Our integrated care programme of work
Many users of health and social care services experience care that is fragmented, with services reflecting professional and institutional boundaries when it should be co-ordinated around the needs of patients. These problems are most acute for people with complex health and social care needs – especially frail older people and those with long-term conditions.
Such individuals require care from multiple professionals and service providers, often delivered in different settings at different times. This can result in duplication, inefficiency, gaps in care, feelings that ‘no-one is in charge’ and ultimately poor outcomes.

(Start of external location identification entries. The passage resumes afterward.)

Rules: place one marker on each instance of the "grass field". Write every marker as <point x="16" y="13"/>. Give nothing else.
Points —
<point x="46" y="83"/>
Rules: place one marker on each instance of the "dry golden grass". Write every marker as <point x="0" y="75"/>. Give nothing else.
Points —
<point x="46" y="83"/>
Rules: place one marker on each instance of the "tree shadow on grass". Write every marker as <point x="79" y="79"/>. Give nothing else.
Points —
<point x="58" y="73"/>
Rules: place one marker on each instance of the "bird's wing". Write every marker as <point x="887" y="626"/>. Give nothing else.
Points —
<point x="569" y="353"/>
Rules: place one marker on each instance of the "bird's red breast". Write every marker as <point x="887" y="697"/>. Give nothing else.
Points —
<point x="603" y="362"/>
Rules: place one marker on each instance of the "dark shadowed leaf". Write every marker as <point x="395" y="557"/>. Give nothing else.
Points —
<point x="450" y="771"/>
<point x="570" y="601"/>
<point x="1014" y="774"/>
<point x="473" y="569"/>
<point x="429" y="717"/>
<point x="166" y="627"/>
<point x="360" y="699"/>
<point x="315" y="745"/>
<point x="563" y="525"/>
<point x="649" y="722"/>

Co-ordinated care is essential to help people with complex needs live healthy, fulfilling and independent lives. This means providing integrated care, with health and social care professionals working together to ensure care is co-ordinated around their needs.

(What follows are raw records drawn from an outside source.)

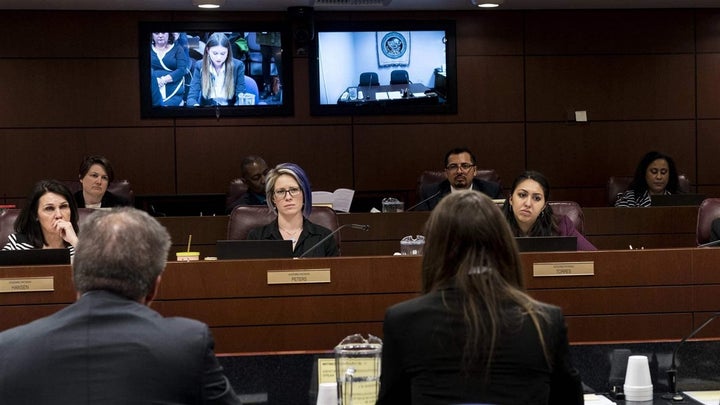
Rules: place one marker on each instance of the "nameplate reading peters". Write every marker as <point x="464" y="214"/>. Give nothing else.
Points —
<point x="560" y="269"/>
<point x="27" y="284"/>
<point x="301" y="276"/>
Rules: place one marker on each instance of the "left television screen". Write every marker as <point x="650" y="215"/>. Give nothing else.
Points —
<point x="216" y="70"/>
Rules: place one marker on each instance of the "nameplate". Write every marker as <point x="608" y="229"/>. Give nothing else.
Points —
<point x="560" y="269"/>
<point x="305" y="276"/>
<point x="326" y="370"/>
<point x="27" y="284"/>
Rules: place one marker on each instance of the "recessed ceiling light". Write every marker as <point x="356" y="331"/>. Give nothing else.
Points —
<point x="486" y="3"/>
<point x="208" y="3"/>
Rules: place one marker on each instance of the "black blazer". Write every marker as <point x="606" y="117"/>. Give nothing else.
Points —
<point x="311" y="235"/>
<point x="107" y="349"/>
<point x="422" y="356"/>
<point x="433" y="193"/>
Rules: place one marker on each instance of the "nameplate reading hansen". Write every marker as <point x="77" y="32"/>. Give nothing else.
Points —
<point x="27" y="284"/>
<point x="559" y="269"/>
<point x="304" y="276"/>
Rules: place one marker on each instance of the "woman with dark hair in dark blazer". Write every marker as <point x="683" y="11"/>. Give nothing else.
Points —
<point x="49" y="219"/>
<point x="529" y="214"/>
<point x="96" y="174"/>
<point x="474" y="336"/>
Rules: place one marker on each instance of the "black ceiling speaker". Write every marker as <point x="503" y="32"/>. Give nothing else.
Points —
<point x="301" y="20"/>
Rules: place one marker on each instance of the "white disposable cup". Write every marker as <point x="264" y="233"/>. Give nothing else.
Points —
<point x="638" y="384"/>
<point x="327" y="394"/>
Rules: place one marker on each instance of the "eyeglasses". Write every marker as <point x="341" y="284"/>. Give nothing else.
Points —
<point x="453" y="167"/>
<point x="293" y="191"/>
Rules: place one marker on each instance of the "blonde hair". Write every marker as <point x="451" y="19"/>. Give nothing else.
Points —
<point x="218" y="39"/>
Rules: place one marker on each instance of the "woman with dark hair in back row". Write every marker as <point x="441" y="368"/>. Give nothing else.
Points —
<point x="474" y="336"/>
<point x="655" y="174"/>
<point x="529" y="214"/>
<point x="49" y="219"/>
<point x="95" y="175"/>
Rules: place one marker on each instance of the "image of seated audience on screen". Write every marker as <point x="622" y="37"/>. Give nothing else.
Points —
<point x="193" y="70"/>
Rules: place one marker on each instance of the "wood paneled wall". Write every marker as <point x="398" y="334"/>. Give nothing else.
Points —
<point x="648" y="79"/>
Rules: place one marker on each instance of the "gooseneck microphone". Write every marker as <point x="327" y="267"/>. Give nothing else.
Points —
<point x="331" y="234"/>
<point x="424" y="201"/>
<point x="672" y="371"/>
<point x="711" y="244"/>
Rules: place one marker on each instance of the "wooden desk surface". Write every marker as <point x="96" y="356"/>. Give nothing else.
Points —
<point x="637" y="295"/>
<point x="606" y="227"/>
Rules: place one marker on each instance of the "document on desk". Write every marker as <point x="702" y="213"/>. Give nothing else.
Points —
<point x="594" y="399"/>
<point x="704" y="397"/>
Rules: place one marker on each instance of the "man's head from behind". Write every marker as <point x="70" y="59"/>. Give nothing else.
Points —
<point x="460" y="167"/>
<point x="253" y="170"/>
<point x="123" y="250"/>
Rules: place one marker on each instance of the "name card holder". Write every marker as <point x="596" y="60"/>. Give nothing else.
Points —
<point x="562" y="269"/>
<point x="27" y="284"/>
<point x="303" y="276"/>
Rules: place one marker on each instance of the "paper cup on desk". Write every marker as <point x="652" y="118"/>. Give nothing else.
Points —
<point x="187" y="256"/>
<point x="327" y="394"/>
<point x="638" y="385"/>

Delivering integrated care for people with complex needs should be the overriding priority for the NHS over the next decade and the core business of everyone working in health and social care.
Our programme
We are launching a programme of work to promote the widespread adoption across England of effective approaches to integrated care that better meet the needs of those who stand to benefit the most, namely:
- frail older people
- people with multiple long-term chronic conditions
- people with physical and mental health problems.
We want to do this at a number of levels:
- System level – we want to influence policy so that the health care system better enables integrated care to happen.
- Programme level – we want to support organisations and care partners to design and deliver integrated care effectively in local communities.
- Clinical and service level – we want to establish how care co-ordination and the delivery of integrated services works best at a clinical and service level.
- Patient level – we want to understand better the problems faced by patients, service users, their carers and family members – so that we understand what we should measure about patient experiences that might hold the system to account.